Michelle Moyer has a doctorate in plant pathology from Cornell.

Dr. Michelle Moyer

Dr. Michelle Moyer

Michelle Moyer’s original plan was to return home after college graduation and join the family nursery and landscape business in Wisconsin. But instead, she’s coming to Washington State to work in the grape industry.

Moyer starts February 1 as the viticultural extension specialist for Washington State University, filling a void left since 2009 when Mercy Olmstead moved to the University of Florida. Moyer, who graduated with doctorate degree in plant pathology last summer from Cornell University, said that it was her thesis project that changed her career path. “The viticulture project I worked on for my doctorate got me excited about grapes and I fell in love with the wine grape industry,” she said.

While at Cornell, she developed a powdery mildew risk assessment model to help eastern U.S. grape growers optimize disease control. “The climate in New York is so different than on the West Coast. The model wasn’t so much to help growers reduce sprays, but to help them minimize their risk from powdery mildew and have a better tool to help them make decisions.”
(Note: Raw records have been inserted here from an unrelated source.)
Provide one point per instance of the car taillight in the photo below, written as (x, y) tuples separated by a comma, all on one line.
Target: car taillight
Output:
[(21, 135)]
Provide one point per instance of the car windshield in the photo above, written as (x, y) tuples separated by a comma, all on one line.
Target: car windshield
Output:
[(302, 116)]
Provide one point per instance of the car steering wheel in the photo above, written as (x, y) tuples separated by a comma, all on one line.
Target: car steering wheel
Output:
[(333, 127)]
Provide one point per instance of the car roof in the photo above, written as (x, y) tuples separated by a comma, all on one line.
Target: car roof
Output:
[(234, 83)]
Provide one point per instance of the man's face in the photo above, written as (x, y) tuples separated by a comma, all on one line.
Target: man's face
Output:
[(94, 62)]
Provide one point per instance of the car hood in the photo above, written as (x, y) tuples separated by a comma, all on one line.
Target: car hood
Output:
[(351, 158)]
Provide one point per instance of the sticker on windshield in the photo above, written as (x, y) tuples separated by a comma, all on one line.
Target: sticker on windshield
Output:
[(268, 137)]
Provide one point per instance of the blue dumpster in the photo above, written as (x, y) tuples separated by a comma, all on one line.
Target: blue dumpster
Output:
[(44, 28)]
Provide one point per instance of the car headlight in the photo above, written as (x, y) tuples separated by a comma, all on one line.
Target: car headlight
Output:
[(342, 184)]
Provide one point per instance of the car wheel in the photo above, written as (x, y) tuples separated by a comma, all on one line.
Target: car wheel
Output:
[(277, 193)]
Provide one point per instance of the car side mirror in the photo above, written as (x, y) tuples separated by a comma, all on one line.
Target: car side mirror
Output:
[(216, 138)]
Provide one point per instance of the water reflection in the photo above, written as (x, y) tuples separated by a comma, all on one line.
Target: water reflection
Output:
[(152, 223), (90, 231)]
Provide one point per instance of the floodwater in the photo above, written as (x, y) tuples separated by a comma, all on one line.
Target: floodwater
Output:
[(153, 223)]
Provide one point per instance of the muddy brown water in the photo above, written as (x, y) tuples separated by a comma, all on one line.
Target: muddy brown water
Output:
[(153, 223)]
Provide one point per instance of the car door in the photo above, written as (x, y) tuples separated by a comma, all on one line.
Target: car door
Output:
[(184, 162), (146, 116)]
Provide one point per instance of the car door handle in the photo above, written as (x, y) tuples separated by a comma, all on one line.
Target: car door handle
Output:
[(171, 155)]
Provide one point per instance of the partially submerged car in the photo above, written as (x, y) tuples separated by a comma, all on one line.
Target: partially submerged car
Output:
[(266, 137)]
Moyer admits that she’s always liked wine and even worked at a winery as a graduate student. She grew up in agriculture and notes that the nursery industry is similar to viticulture—both are perennial crops, require pruning and disease and pest management, to name a few. She believes that her agricultural background provided her with practical experience and will be an asset in her new role.

She plans to tour the state’s grape growing regions in the first few months to meet growers and wine industry members and learn about major issues. “I have an East Coast perspective and I want to learn about West Coast issues,” Moyer said, adding that she will also be shifting her disease discipline to more general disciplines of plant physiology, viticulture, and vineyard management.